Duane Daniel Hewitt (
Tue, 8 Aug 1995 17:57:43 -0600 (MDT)

On Tue, 8 Aug 1995, Deron Stewart wrote:

> Deron Stewart writes, belatedly:
> Bashing Mr. Gairdner is a bit like mocking a child's ignorance to feel
> superior; so easy to do that one feels a little tainted afterward. He is not
> a worthy foil for intellectual debate.

There is a point here but to let such statements go unchallenged is
unwise. It just encourages more of the same.

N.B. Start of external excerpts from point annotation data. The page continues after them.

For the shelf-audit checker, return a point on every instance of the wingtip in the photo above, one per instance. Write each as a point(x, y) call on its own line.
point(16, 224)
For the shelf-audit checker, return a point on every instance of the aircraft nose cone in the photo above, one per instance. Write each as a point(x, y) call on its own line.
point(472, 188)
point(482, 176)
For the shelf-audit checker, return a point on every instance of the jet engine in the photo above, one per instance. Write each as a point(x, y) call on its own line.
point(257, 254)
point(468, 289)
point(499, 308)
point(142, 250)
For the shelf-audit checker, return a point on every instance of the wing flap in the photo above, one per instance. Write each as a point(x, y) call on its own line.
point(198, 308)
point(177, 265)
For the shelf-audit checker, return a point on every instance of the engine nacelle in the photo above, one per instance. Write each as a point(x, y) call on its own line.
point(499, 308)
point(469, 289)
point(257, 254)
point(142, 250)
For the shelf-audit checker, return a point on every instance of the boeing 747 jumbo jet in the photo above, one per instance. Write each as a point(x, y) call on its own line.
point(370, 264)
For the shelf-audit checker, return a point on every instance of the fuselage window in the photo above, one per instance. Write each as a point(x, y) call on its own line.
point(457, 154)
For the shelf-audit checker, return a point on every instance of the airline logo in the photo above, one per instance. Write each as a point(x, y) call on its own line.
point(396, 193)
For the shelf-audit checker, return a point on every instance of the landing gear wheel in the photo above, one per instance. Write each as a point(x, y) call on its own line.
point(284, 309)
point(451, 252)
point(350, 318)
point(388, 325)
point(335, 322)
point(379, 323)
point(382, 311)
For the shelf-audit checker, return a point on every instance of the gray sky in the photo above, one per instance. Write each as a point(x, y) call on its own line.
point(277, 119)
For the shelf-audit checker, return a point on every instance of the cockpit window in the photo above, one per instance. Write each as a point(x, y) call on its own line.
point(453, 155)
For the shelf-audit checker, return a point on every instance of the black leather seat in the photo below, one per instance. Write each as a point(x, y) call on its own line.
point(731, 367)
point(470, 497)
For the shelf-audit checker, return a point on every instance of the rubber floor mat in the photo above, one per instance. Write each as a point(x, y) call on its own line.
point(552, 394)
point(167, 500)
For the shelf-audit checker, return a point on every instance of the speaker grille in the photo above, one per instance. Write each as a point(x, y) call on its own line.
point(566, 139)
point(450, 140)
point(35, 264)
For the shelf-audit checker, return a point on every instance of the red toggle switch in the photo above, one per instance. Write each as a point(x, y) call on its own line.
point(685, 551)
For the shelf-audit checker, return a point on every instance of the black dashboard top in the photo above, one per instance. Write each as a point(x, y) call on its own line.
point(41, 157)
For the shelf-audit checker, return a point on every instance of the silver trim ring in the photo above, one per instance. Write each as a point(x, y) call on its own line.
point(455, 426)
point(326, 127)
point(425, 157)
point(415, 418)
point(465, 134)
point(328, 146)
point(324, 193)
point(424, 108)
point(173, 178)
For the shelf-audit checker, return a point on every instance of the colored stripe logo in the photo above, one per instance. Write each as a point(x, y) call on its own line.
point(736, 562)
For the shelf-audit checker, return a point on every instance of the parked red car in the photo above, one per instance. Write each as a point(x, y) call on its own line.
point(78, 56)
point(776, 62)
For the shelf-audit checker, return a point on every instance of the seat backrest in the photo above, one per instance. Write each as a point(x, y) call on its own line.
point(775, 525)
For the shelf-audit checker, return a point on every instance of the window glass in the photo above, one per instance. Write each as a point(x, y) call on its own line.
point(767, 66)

> The danger is not that Herald readers will believe him -- they may, but they
> don't matter. The danger is that the scientific community censors itself
> because of the (quite justified) fear of being quoted out of context. The
> theory moves forward by focusing on the weaknesses of the current view and
> criticizing them with an eye to improving the theory. Let the detractors
> quibble and gloat over such crumbs, they are annoying but they don't matter
> in the end.

I don't know about that. If you cede to the Creationists the mass media,
you may find that research funding is suddenly being funneled to
"creationist science" since it is a legitimate alternative.

> The introduction to the Penguin version of the first edition of "The Origin
> of Species" makes the point that the first edition is the best, and that by
> the time Darwin published the sixth edition he had recanted many of his
> views in light of the criticism which was heaped on it by critics.

The same techniques can be used to pressure the Creationists. If the
absurdity of their assertions is illustrated effectively (through deft
memetic engineering) then they may find themselves digging their own graves.